Because the distance from (Node 1 → Node 3 → Node 6) < the distance from (Node 1 → Node 6), we update dist[6] = 11 as opposed to the previous value of 14!
Node 6 is now updated to be the current node, updating all possible connected nodes.
We have now updated Node 5 to a value of 20. Does this mean our algorithm is complete?
NO!
Although it is easy enough to look at this simple example and know that 20 is the smallest distance value possible for Node 5, our algorithm will continue one more step. The algorithm can only terminate once the conditions of Step 8 are satisfied. There are two more omitted iterations before algorithm completion. The process for these last two steps remains the same.
Improvements?
Of course there are! The bottleneck operation in our current algorithm implementation is locating the node with the next smallest distance. If only we had a data structure that focused on O(1) time to find the minimum, which could be sorted in O(log(n)) time. Oh, wait… THE HEAP!
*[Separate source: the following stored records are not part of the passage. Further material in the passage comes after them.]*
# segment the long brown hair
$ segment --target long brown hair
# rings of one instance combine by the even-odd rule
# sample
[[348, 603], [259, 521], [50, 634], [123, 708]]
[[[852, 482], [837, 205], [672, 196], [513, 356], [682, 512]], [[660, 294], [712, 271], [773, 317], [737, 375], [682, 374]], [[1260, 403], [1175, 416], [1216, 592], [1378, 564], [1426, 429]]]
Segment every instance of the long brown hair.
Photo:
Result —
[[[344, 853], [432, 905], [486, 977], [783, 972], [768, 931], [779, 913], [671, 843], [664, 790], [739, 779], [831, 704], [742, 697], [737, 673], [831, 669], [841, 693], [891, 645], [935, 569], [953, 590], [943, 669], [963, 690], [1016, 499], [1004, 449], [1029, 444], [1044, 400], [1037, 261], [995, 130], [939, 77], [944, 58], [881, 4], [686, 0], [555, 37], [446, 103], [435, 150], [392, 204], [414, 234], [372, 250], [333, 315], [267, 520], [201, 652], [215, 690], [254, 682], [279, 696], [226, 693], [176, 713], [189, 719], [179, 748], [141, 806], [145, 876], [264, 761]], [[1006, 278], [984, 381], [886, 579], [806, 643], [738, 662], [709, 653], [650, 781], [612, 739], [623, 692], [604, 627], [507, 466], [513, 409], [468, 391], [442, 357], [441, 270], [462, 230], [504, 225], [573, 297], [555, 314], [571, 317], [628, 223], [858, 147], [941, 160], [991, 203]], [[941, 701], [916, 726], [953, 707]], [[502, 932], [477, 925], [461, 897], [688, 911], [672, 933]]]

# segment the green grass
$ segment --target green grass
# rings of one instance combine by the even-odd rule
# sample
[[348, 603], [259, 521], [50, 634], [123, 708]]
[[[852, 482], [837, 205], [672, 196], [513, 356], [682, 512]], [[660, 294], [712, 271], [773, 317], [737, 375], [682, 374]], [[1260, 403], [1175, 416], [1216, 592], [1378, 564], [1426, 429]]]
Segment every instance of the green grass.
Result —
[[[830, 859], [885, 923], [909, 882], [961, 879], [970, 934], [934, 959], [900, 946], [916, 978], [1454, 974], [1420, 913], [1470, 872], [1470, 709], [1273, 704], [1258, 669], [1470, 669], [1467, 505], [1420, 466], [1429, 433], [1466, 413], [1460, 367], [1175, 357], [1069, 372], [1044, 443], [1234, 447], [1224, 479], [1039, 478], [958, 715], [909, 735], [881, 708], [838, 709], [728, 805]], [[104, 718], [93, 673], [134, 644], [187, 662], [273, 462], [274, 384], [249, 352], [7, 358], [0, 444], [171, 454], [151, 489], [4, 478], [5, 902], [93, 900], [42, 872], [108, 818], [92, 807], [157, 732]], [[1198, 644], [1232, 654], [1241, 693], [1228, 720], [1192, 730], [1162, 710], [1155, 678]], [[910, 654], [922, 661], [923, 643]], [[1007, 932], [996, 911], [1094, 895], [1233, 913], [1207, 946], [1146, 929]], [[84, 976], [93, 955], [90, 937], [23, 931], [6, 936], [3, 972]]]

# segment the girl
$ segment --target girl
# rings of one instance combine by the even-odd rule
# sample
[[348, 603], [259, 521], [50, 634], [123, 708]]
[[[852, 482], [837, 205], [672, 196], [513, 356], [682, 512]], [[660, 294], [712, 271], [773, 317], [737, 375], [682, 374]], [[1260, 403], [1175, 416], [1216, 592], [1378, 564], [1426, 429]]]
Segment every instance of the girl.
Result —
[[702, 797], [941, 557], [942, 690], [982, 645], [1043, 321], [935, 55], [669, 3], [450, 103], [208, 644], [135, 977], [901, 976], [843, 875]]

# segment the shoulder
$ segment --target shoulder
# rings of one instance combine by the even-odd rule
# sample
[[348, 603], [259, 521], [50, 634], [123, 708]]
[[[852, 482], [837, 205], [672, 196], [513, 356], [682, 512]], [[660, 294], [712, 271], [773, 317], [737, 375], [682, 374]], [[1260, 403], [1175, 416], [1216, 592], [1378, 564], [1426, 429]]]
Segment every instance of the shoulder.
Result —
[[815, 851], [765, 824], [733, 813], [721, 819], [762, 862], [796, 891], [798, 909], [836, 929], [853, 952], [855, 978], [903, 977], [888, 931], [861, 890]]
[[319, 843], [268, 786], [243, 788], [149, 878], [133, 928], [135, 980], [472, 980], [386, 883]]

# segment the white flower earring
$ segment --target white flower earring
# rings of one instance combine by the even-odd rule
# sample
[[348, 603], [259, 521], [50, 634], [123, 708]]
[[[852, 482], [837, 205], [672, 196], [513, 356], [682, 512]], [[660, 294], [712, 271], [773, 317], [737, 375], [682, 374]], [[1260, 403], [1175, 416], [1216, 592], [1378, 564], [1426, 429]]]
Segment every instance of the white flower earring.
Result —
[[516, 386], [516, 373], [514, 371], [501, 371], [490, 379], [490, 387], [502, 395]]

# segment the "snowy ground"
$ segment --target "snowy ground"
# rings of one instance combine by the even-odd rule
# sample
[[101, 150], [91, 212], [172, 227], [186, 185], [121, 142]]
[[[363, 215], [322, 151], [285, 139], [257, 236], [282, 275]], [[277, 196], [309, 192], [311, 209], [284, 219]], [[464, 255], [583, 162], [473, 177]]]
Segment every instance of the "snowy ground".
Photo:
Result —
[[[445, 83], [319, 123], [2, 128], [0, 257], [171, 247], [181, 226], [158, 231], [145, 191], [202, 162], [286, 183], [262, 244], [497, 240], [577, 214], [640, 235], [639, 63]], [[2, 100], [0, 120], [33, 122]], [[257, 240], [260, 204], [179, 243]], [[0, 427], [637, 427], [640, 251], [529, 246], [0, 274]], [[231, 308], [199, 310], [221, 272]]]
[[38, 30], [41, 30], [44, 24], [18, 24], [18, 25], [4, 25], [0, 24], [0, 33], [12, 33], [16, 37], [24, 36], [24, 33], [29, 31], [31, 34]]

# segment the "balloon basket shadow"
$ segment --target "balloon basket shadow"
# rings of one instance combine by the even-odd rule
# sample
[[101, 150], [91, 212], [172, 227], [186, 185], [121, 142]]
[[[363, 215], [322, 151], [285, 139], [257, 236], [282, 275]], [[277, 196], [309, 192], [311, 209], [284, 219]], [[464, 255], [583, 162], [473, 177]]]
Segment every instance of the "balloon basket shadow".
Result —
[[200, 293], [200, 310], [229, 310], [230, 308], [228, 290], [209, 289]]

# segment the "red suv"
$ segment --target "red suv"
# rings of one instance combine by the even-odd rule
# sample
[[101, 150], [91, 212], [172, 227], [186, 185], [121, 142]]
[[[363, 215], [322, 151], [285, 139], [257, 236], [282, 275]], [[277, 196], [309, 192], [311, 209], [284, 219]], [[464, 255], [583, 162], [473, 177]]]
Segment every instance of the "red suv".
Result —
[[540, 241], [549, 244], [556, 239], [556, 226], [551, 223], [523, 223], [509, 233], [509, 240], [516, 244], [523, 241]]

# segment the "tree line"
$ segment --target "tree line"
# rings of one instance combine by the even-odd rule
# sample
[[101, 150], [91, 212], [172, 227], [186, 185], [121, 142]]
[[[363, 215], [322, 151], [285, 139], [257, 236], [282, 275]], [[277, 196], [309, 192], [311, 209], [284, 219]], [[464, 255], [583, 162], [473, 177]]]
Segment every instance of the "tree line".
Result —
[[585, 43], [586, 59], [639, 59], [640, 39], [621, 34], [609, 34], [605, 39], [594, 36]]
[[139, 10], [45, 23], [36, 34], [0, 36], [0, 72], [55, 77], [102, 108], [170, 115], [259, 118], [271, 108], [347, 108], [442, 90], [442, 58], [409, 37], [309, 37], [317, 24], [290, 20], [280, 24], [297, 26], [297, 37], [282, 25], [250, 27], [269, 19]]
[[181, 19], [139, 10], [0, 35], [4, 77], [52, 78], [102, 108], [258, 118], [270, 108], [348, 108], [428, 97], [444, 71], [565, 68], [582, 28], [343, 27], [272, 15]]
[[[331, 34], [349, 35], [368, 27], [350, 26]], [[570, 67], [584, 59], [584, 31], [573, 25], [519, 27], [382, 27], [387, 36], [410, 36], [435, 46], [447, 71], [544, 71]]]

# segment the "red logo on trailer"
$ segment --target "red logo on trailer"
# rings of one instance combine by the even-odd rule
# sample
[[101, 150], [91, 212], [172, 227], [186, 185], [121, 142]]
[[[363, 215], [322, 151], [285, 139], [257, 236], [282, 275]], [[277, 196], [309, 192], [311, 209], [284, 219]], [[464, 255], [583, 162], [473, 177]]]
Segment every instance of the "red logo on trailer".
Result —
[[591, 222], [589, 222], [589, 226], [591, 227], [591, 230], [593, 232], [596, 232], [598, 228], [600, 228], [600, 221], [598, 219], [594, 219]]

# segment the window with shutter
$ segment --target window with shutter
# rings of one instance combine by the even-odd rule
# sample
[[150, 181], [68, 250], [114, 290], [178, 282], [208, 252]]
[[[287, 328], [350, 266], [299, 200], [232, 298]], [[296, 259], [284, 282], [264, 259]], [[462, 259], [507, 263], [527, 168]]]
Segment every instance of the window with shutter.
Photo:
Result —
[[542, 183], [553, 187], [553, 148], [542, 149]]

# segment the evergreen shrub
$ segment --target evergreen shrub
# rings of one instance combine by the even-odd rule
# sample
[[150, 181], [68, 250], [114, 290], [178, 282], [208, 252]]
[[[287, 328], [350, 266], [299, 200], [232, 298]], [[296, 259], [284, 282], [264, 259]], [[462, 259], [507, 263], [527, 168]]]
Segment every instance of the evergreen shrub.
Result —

Without going into complete detail on the heap data structure, it allows us the exact location and sort times detailed above. Using a heap will drastically improve our algorithm performance. I opted to utilize Python’s built-in heapq module vice constructing my own. A previous link contains the information needed to build the functions and methods for implementing your Heap data structure. Instead, below is how I adopted a heap for implementing an improved Dijkstra Algorithm.
Closing
As we have seen, there are many decisions when it comes to modeling a graph and implementing Dijkstra’s algorithm. In this article, we primarily explored storing our graph in an Adjacency List by using a dictionary. An adjacency list allows us to reduce storage costs while still upgrading our algorithm through heap application.
Please feel free to explore and use the linked code for any personal projects!